PEMBA, Mozambique – "We took a lot of people out of vulnerable areas that were completely flooded. The water rose and destroyed many residential areas," said Captain Kleber Castro. "If the people there had not resisted, more than a hundred would have died."
Captain Castro commands the Brazilian military firefighters who have saved the lives of hundreds of people displaced by Cyclone Kenneth near the flooded city of Pemba in the northern part of the country, in conjuction with the Government of Mozambique and several UN agencies.
At least nine people have died and almost 200 have been reported injured since April 23, when Kenneth made landfall on Comoros before crossing into Mozambique, according to the latest UN situation report.

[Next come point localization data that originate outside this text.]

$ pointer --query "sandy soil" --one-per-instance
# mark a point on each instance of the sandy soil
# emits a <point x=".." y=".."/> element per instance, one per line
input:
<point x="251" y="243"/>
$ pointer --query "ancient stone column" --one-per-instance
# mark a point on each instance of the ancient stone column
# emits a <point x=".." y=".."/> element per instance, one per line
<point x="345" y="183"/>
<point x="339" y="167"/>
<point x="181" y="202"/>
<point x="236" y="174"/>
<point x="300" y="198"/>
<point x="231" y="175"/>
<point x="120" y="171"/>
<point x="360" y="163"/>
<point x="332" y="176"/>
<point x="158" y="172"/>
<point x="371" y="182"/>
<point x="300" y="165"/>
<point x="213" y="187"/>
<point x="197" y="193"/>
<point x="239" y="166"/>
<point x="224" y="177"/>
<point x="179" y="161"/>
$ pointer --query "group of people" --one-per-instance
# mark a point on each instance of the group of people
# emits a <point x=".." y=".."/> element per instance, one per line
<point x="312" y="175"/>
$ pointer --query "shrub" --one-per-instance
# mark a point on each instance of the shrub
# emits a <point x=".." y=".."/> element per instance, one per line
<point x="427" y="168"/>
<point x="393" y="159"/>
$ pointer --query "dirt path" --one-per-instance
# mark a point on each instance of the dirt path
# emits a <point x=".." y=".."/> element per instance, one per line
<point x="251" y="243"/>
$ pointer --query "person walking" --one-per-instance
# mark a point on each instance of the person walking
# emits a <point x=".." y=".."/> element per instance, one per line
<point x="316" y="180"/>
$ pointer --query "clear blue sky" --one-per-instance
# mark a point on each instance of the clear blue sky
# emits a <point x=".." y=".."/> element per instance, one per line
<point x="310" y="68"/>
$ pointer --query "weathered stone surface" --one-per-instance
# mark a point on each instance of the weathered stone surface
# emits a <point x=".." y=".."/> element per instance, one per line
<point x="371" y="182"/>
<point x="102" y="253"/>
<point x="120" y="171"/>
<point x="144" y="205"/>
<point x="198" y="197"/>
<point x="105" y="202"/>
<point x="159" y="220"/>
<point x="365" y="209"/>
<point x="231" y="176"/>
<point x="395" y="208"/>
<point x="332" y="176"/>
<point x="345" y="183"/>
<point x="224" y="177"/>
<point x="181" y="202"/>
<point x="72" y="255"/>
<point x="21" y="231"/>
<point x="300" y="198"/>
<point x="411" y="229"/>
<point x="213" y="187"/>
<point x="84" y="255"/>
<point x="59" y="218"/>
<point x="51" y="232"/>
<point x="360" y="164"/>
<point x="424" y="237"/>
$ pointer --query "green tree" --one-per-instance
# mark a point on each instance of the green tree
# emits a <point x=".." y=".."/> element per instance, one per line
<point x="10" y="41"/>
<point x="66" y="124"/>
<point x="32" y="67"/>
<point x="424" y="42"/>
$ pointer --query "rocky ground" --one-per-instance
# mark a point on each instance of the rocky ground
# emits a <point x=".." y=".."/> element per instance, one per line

Kenneth has affected more than 168,000 people in Mozambique, including 42,000 people displaced by rain and floods in Nampula Province alone. It is estimated that more than 7,000 pregnant women are at risk of unsafe childbirth in affected areas.
Kenneth is the second major tropical cyclone to hit Mozambique in just five weeks. The first, Cyclone Idai, caused more than more 1,000 deaths – including more than 600 in Mozambique – and also affected Malawi and Zimbabwe.
Saving lives
The firefighters have been in the area for a month. They were deployed by the Government of Brazil to assist UN agencies in the post-Idai search, rescue and recovery operations.
Ingo Piegeler, UNFPA's humanitarian coordinator in the area, said that UNFPA is contributing to the joint search and rescue operation in the field by stocking maternity kits to send them through local partners to health centers in Cabo Delgado Province, where Kenneth made landfall in Mozambique. UNFPA is also loading trucks with tents for clinics that provide women's sexual and reproductive health services, and planning to distribute dignity kits for affected women and girls.
Since the beginning of the response to Idai, UNFPA has distributed more than 4,000 dignity kits, set up clinics and services dedicated to prevent and combat gender-based violence in shelters, and trained activists and midwives to work in highly vulnerable situations, such as storm-battered Mozambique.
While the two cyclones have now passed, the country is still grappling with the destruction left behind by the two – almost consecutive – natural disasters. UN agencies are at the frontlines, and conditions are dire.
"Our main challenge is reaching the communities in these climatic conditions," said OCHA spokesman, Saviano Abreu, who was in Mahate, a neighborhood at risk of landslides. "With heavy rain, the operation is very complicated and we have to fight against time to save lives."